Située entre l’Ukraine attaquée par l’armée russe, et la Roumanie, membre de l’OTAN et de l’UE, la Moldavie s’est vue attribuer le 23 juin le statut de pays candidat à l’UE par le Conseil européen. Sa future adhésion au bloc communautaire rassure ce pays menacé par les visées expansionnistes de la Fédération de Russie, mais l’attente sera longue. De plus en plus de Moldaves prennent la route vers l’Ouest à la recherche d’une vie meilleure loin de la guerre qui secoue l’Ukraine voisine. Selon une étude rendue publique en août dernier par le Fonds des Nations Unies pour la population, plus de quinze pour cent des 3,5 millions de Moldaves souhaitent émigrer en Europe. « Les salaires de l’Ouest ne sont plus le principal point d’attraction pour les jeunes Moldaves, déclare Eduard Mihalas, auteur de cette étude. L’émigration est motivée par la qualité des services, le système de santé, les infrastructures et le système scolaire. Ce sont surtout les jeunes qui veulent partir. »

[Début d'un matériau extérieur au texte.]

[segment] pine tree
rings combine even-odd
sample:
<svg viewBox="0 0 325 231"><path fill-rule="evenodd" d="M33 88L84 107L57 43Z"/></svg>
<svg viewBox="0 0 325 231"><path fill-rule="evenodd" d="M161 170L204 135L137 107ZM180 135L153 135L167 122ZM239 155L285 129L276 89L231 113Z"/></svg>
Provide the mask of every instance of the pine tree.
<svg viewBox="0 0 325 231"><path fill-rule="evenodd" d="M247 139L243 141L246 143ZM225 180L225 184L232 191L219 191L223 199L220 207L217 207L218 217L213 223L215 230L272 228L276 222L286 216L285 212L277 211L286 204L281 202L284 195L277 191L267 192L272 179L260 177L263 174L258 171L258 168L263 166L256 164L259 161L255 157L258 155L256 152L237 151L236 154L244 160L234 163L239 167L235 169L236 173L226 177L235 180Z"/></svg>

La guerre en Ukraine a accéléré cette vague migratoire. L’offensive menée par la Russie est aussi un problème pour les exportations moldaves. Avant les attaques de l’armée russe contre l’Ukraine, la Moldavie destinait une grande partie de ses exportations aux anciennes républiques soviétiques qui étaient ses partenaires à l’époque de l’URSS, mais la guerre a changé la donne. Les Moldaves se sont tournés vers l’Ouest et leurs exportations agricoles ont changé de destination. Mais passer à travers les rouages douaniers de la frontière roumano-moldave prend du temps. « Un escargot pourrait passer cette frontière plus vite que nous, se plaint Stefan Dulca au volant de son camion chargé de fruits et de légumes à destination de l’Allemagne. Ça n’avance pas et je crains pour mes produits. »

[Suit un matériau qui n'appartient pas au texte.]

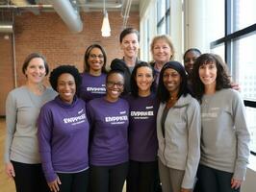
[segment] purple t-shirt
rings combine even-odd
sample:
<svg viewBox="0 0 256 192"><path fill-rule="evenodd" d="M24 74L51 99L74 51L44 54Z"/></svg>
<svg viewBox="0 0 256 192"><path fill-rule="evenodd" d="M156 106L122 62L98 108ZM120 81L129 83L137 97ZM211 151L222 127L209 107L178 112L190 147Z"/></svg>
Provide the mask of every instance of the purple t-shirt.
<svg viewBox="0 0 256 192"><path fill-rule="evenodd" d="M39 113L38 143L46 180L56 173L77 173L89 167L89 121L86 104L75 98L64 103L59 96L46 103Z"/></svg>
<svg viewBox="0 0 256 192"><path fill-rule="evenodd" d="M90 164L110 166L128 161L128 103L96 98L88 104L88 113L92 132Z"/></svg>
<svg viewBox="0 0 256 192"><path fill-rule="evenodd" d="M156 118L159 102L155 94L147 97L127 96L129 115L129 157L136 161L157 159Z"/></svg>
<svg viewBox="0 0 256 192"><path fill-rule="evenodd" d="M100 76L92 76L89 73L83 73L82 84L79 88L79 96L85 102L89 102L94 98L102 97L106 94L106 74L101 73Z"/></svg>

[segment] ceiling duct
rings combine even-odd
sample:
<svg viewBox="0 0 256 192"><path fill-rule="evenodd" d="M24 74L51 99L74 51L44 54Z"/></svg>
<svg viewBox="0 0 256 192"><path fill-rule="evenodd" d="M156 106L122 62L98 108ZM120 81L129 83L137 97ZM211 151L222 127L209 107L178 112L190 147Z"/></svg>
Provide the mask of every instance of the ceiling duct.
<svg viewBox="0 0 256 192"><path fill-rule="evenodd" d="M11 21L0 21L0 33L13 34L13 25Z"/></svg>
<svg viewBox="0 0 256 192"><path fill-rule="evenodd" d="M54 10L72 32L82 32L83 23L80 15L69 0L50 0L48 2L52 4Z"/></svg>

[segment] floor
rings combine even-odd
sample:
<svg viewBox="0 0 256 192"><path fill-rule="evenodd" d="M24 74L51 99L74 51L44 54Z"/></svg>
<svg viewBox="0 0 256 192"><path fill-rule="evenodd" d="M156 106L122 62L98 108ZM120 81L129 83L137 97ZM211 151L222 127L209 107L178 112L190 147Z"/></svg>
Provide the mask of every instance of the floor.
<svg viewBox="0 0 256 192"><path fill-rule="evenodd" d="M0 118L0 186L1 192L14 192L15 186L12 179L8 178L5 173L5 163L4 163L4 143L5 143L5 119Z"/></svg>
<svg viewBox="0 0 256 192"><path fill-rule="evenodd" d="M4 142L5 142L5 119L0 117L0 188L1 192L14 192L15 186L12 179L8 178L5 173L5 163L3 161ZM125 187L123 192L125 192Z"/></svg>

De l’autre côté de la frontière c’est Galati, port roumain situé à l’embouchure du delta du Danube. Puis il faut traverser la Roumanie d’est en ouest, passer la frontière roumano-hongroise pour pouvoir pénétrer dans l’espace Schengen, enfin traverser l’Autriche pour atteindre l’Allemagne. « Nos livraisons ont trop de retard, explique Ion Ionas, directeur de la société d’exportation Ionex-Trans de Costesti, village situé à une vingtaine de kilomètres au sud de Chisinau. Nous avons cinq jours pour transporter nos produits périssables en Allemagne, mais en ce moment il faut compter huit à neuf jours. C’est catastrophique. »

Même son de cloche aux autres passages de la frontière roumano-moldave. Depuis le début de la guerre en Ukraine, le nombre des camions qui transportent des produits agricoles depuis la Moldavie jusqu’en Europe de l’Ouest via la Roumanie a augmenté de 73 pour cent selon le service moldave des douanes. Giurgiulesti est la douane la plus fréquentée avec une hausse de la circulation de camions de 395 pour cent par rapport à la même période l’année dernière.

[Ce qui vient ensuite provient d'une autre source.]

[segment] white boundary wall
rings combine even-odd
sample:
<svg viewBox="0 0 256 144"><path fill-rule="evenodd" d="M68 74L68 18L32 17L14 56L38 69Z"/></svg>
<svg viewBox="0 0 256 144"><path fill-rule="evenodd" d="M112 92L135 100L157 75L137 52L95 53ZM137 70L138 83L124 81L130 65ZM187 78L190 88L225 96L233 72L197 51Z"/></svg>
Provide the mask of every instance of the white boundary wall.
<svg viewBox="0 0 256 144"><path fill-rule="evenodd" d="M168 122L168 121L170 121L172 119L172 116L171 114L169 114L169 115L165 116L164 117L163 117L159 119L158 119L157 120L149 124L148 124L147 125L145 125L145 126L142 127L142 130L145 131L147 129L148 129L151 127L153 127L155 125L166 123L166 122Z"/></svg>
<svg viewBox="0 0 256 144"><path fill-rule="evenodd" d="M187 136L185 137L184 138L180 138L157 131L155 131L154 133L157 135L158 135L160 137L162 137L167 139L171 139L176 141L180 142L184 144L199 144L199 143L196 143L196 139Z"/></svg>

L’embouteillage des exportations à la frontière roumano-moldave est également aggravé du fait de l’incompatibilité des réseaux ferroviaires des deux pays, ce qui limite le transport par trains. La Russie a imposé aux anciennes républiques soviétiques un écartement des rails de 1,52 mètres alors que la norme européenne est de 1,435 mètres. Moscou avait prévu dès l’origine une norme différente afin d’empêcher le trafic ferroviaire vers les pays européens. Un calcul politique qui s’explique par le désir de l’ancienne URSS de s’isoler et d’avoir le contrôle des transports dans sa sphère d’influence.

Depuis la chute de l’ex-URSS en 1991 la Moldavie a peu à peu tourné le dos à Moscou et privilégié l’Ouest. « Nous avons choisi l’intégration dans l’Union européenne qui offrira aux Moldaves plus de prospérité et d’opportunités, a déclaré Maia Sandu, la présidente moldave, le 23 juin, grâce au feu vert donné par le Conseil européen. Nous avons devant nous un chemin compliqué à parcourir. Il faudra faire beaucoup d’efforts, mais nous sommes prêts à travailler pour assurer à nos citoyens un avenir meilleur. » La perspective de l’adhésion à l’UE rassure les Moldaves, mais les jeunes, à l’instar de Rodion Ceban, ont choisi d’aller plus vite.